Sister Helen Prejean’s remarkable life has had many turning points, none greater than early on the morning on 5 April 1984, when she witnessed the execution of a man who had become her friend.
It was a defining moment for Sister Prejean, whose life was changed forever when in the early 1980s she went to live among poor African Americans in New Orleans. She left a comfortable middle-class life in the suburbs to discover “another America, one which my eyes had been blind to”. She remembers vividly her shock at seeing so much poverty, injustice and police abuse.
Soon afterwards, she became a pen pal to Patrick Sonnier, who was on death row. The letters soon became visits, and two and a half years later came the moment from which there was no turning back – being with Patrick Sonnier when he was executed.
“It just took my life and turned it inside out. I had been a witness to a state killing so I had to tell the story. I also became involved with the victim’s family and saw their suffering and how the death penalty had nothing to do with their healing. If anything, it prolonged their waiting for this illusory healing, which was supposed to come to them by sitting on the front row and watching Patrick die.”
Her involvement with Patrick Sonnier turned Sister Prejean into a formidable opponent of capital punishment. She translated her experiences into a Pulitzer Prize winning book, Dead Man Walking, which then formed the basis of the film written and directed by Tim Robbins.
Sister Prejean also took on, with considerable success, two of the world’s most powerful institutions – the Roman Catholic Church and the US state ¬– and shows no signs of relaxing. Now approaching her 70th birthday, she is still tirelessly campaigning around the world to end capital punishment. She gives around 100 talks a year and continues to visit men and women on death row.
Sister Prejean talks passionately about the many levels of injustice she believes are associated with capital punishment – the racism, the scapegoating of the poor, the damage it does to those who administer it and to society at large, the killing of innocent people and the robbing human beings of their dignity.
“There is no dignity in killing a defenceless person,” she says. “This was the heart of my dialogue with Pope John Paul in 1997. I said that Amnesty International has a principled stand, no exceptions, but the Catholic Church doesn’t. I showed him where he had left a loophole for the death penalty – in his encyclical called The gospel of life – ‘in cases of absolute necessity’. I said to him that you can’t leave it up to governments because they’ll always say it’s absolutely necessary.
“When the Pope came to St Louis in 1999, for the first time he put the death penalty along with all the other pro-life issues. He said no to the death penalty because it is cruel, and unnecessary because we have prisons, and then he added that ‘even those among us who have done a terrible crime have a dignity’.
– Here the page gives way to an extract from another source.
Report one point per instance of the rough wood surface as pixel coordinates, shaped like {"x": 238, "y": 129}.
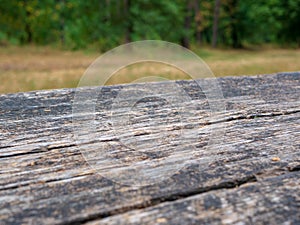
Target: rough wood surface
{"x": 253, "y": 178}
“So our task is to teach people, now we’ve got the policy straight!” says Sister Prejean. “There are 65 million Catholics in the USA. The states that have the most Catholics in them are the states that use the death penalty the least. We can end the death penalty by mobilizing the 65 million Catholics.”
She says Amnesty International taught her that human rights are inalienable, that they are not given by governments to people for good behaviour and cannot be taken away from them for bad behaviour.
“Amnesty became my teacher – far quicker than my own Catholic church, which [at that point] had a compromised position on the death penalty. Amnesty has also taught me about spirit and about how you organize people, and how you go about educating people.”
One of the main lessons Sister Prejean learned was to begin with simple methods. “Write a letter to someone,” she suggests. “If we let that rose fully unfurl it will change our whole life because it is about standing up for the dignity of each person. It is not so much they [the prisoners on death row] who need to be changed. It is us. It will teach us we have one life – and it counts. We’ve got to do essential things, not trivial things.”